I have thought about that contrasting experience many times over the last three years as I’ve written about and reviewed books on this blog. When I’m hesitant to share something I didn’t like, I remember my experience with my two music teachers. I realize that if I only write glowing reviews, they will soon become meaningless because no one will know if I’m giving my true opinion or just gently smoothing over the surface, being careful not to disturb the waters underneath.
You’ve probably guessed from that little introduction that the review I’m about to write is one that would make my piano teacher proud because even though it might not be overwhelmingly positive, it will be honest.
Set in England during the Regency Era, Amber Sterlington has it all: beauty, wealth, and her choice of eligible bachelors. When she enters a room, other people notice . . . including Thomas Richards, who is in London for the Season before returning to his country estate in Yorkshire. Thomas is but the third son of a country lord and knows he doesn’t have a chance of winning Amber’s attention. But still, her obvious arrogance and condescension towards him make him burn with humiliation.
This arrogance affects Amber’s other relationships as well, including those with her mother, sister, and maid. She doesn’t recognize the damage she has done until she unexpectedly begins to lose her hair. As her condition worsens, she is shunned from society, and she realizes she doesn’t have a single friend or family member to turn to for love, comfort and support. After many months, and as her prospects permanently crumble, Amber’s heart softens, and she emerges a much kinder and wiser person.
Because of its focus on a rare health disorder, this is far from your typical Regency romance. I certainly appreciated the author’s boldness in branching out and tackling a difficult subject. However, there were times, many times actually, when I felt like the novel was using Amber’s condition as a crutch. Forming the plot around a unique disease does not instantly make a deep and touching story, and in the end, the originality was not enough to carry the rest of the book through some of its other flaws.
· For example, the pacing was very slow. This isn't unusual for a Regency romance, but the conversations and details that happened in the meantime were so uninteresting and repetitive that I had a really difficult time making it through to anything that was actually noteworthy. There was very little interaction between Amber and Thomas (and what does happen mostly occurs with a wall between them). When they finally see each other and speak face to face at the end, it made me a little uncomfortable, rather than happy. I guess part of the problem was that I just never liked Amber. At first, she was too stuck up and by the end, she was too humble. It wasn't that I felt like her transition was unbelievable, just that I didn't like either result.

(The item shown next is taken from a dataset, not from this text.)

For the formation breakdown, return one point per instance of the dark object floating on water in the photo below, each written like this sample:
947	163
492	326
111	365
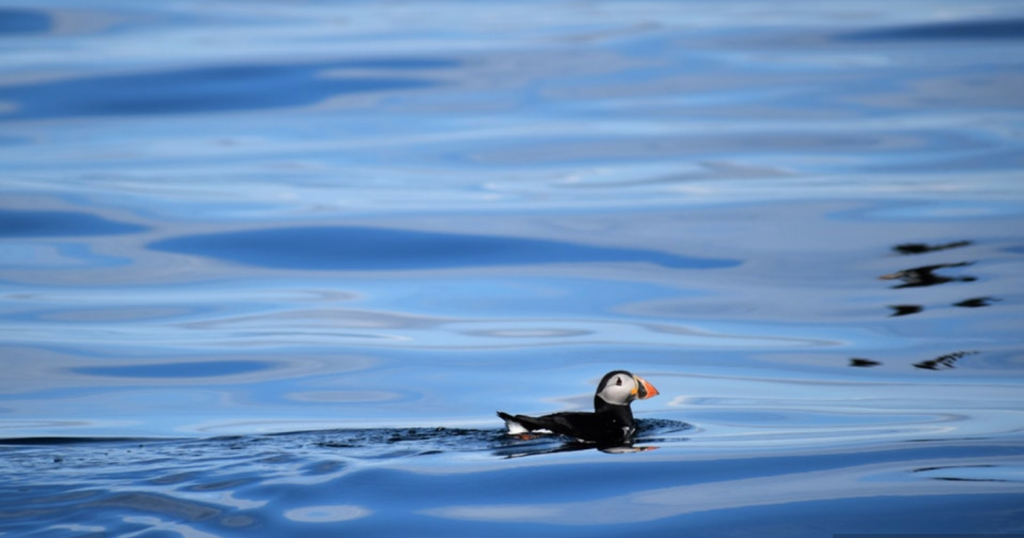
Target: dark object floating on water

· It also felt really preachy to me. That is an adjective I strive to avoid in my reviews, but in this case, I can't help myself. From Amber’s condition to messages about inner beauty to even comments about modesty (when Amber walks into the room in a revealing gown, Thomas chastises himself because he knows “he [is] the one in keeping of his own thoughts and ought not to blame her manner of dress for his own weakness”), I just felt like little ideas were being compartmentalized and forced onto me.
The book did generate some strong emotions from me, which I think says something positive for it. I liked Amber’s maid, Suzanne, and appreciated this thought from her, “I . . . believe that there are people in every society who would prefer the heart you have grown, to the beauty you left behind to find it.” (But it would have been more powerful if I hadn’t read almost the same sentiment several more times.)

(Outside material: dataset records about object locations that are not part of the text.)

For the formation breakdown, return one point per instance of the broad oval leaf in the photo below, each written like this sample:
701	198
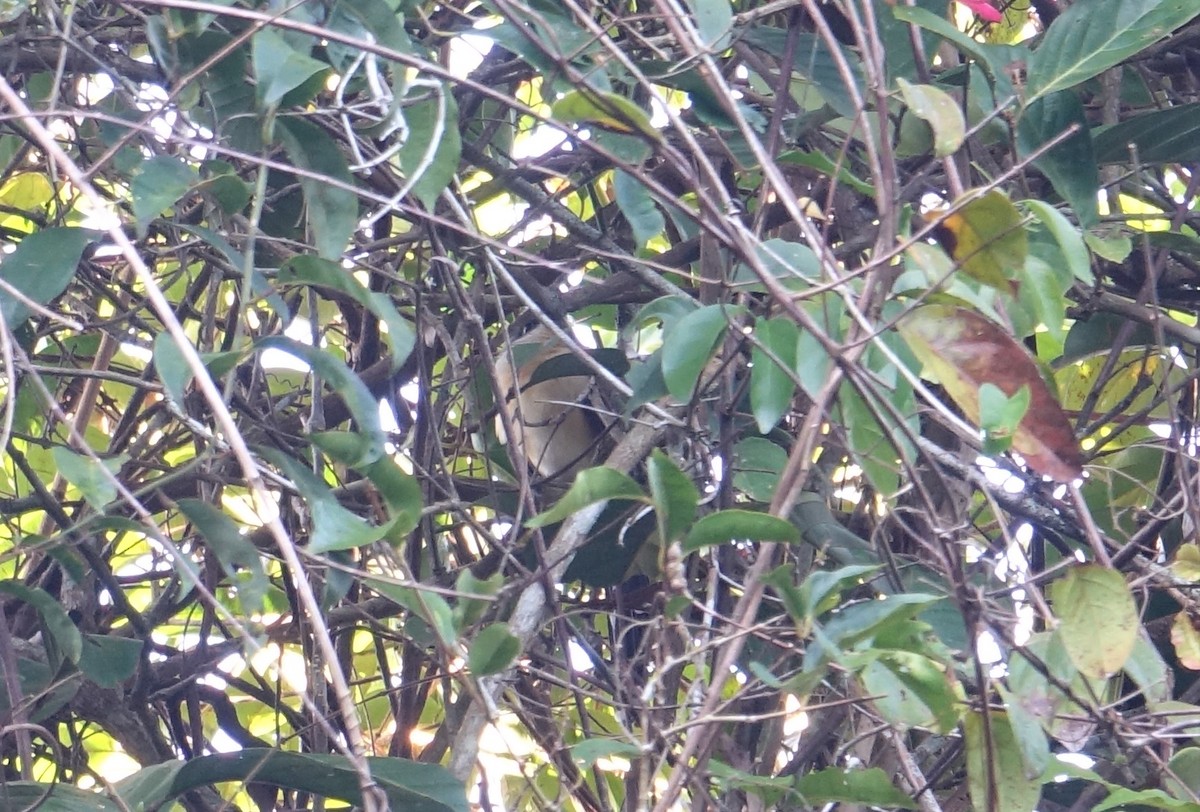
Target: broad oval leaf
966	350
1091	37
40	269
1097	619
689	344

On the flip side, I felt a strong dislike for Amber’s family, who, instead of rallying around her, banished her to Yorkshire so they wouldn’t be tainted by her appearance. Her father’s words especially made me so angry: “That you have to endure such a thing is unfortunate indeed, but I should think you would not want your family to suffer along with you. I should think that as a woman of feeling and sound mind you should want to protect us from such derision, not ask that we share it with you.”
As I've written this review, I've tried to think about how I would have altered it if I happened to personally know the author. Would I have mentioned the things I didn't like? Would I have focused on the things I did like? For sure, such a relationship would have made this review even more difficult to write, and I don't know what I would have done. However, in the end, I think my reaction to it was far simpler than I've made this review out to be. It wasn't so much like vs. dislike but just plain, old boredom. I guess it just wasn't for me.
I received an advance copy of this book in exchange for an honest review. All opinions are my own.